La Casa di Leo, dal dolore alla speranza: «Quel seme oggi cresce»
L’INTERVISTA. Susanna e Michele Morghen raccontano il figlio Leo e il progetto nato dalla sua storia: un luogo di accoglienza e cura per le famiglie dei bambini malati a Bergamo.
Un seme che continua a germogliare, trasformando il dolore in accoglienza e speranza. È questa l’eredità di Leo Morghen, bambino scomparso a causa di una malattia rara, che oggi vive nella «Casa di Leo», realtà fondata dai genitori Susanna e Michele a Bergamo. «Leo era un’anima saggia in un corpo piccolo – raccontano – è venuto, ha lasciato un semino nella terra e poi è tornato a casa. Oggi quel seme sta diventando qualcosa di importante».
La struttura è diventata un porto sicuro per le famiglie con figli in cura all’ospedale Papa Giovanni XXIII. Qui trovano non solo ospitalità, ma anche un senso di normalità che la malattia spesso cancella.

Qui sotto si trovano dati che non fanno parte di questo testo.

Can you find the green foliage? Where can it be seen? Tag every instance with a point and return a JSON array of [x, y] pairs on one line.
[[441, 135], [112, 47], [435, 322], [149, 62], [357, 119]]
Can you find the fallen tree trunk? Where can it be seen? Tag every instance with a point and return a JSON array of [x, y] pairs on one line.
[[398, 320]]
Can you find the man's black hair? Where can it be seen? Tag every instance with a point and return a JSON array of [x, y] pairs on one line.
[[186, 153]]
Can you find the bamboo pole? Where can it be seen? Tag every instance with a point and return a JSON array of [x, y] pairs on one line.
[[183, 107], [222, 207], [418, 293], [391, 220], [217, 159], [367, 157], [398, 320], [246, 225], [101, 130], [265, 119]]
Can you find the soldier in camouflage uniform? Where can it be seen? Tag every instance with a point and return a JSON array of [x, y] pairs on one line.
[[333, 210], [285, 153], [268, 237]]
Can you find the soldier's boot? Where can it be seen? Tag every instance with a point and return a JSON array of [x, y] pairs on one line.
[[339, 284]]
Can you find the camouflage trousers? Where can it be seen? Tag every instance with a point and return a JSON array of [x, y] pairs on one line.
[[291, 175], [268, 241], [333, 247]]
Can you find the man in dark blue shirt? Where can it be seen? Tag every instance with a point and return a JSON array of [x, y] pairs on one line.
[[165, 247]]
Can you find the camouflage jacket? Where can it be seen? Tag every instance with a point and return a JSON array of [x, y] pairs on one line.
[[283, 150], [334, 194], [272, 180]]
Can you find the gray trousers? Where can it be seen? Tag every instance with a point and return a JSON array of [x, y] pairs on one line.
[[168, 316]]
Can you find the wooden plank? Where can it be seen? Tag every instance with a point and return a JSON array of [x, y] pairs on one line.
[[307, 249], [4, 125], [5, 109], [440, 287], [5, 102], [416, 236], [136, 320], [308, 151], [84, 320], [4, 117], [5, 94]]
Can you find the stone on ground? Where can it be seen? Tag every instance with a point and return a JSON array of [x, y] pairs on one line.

Camere private, spazi condivisi, una rete di volontari e servizi innovativi come la palestra riabilitativa e un ambulatorio dedicato riducono la necessità di continui accessi in ospedale.
«Leo ci ha insegnato che nessuno deve restare solo», sottolinea Michele.
Il percorso che ha portato alla nascita della Casa di Leo è stato lungo e doloroso. «All’inizio è stato uno shock – spiegano – abbiamo girato l’Italia, l’Europa e gli Stati Uniti alla ricerca di una diagnosi». Proprio oltreoceano hanno scoperto un modello di accoglienza che li ha ispirati: non solo un tetto, ma una comunità capace di sostenere davvero le famiglie.
Determinante anche la solidarietà incontrata lungo il cammino, da cui è nata l’associazione Eos – La Stella del Mattino, oggi sostenuta da centinaia di volontari. «Leo ci ha insegnato che nessuno deve restare solo», sottolinea Michele.
«Non si smette mai di elaborare il lutto – aggiunge Susanna – ma si impara a trasformarlo»
A undici anni dalla sua scomparsa, il ricordo resta vivo ogni giorno. «Non si smette mai di elaborare il lutto – aggiunge – ma si impara a trasformarlo». E oggi, tra le stanze della Casa di Leo, quel dolore si traduce in sorrisi, condivisione e nuova vita per tante famiglie.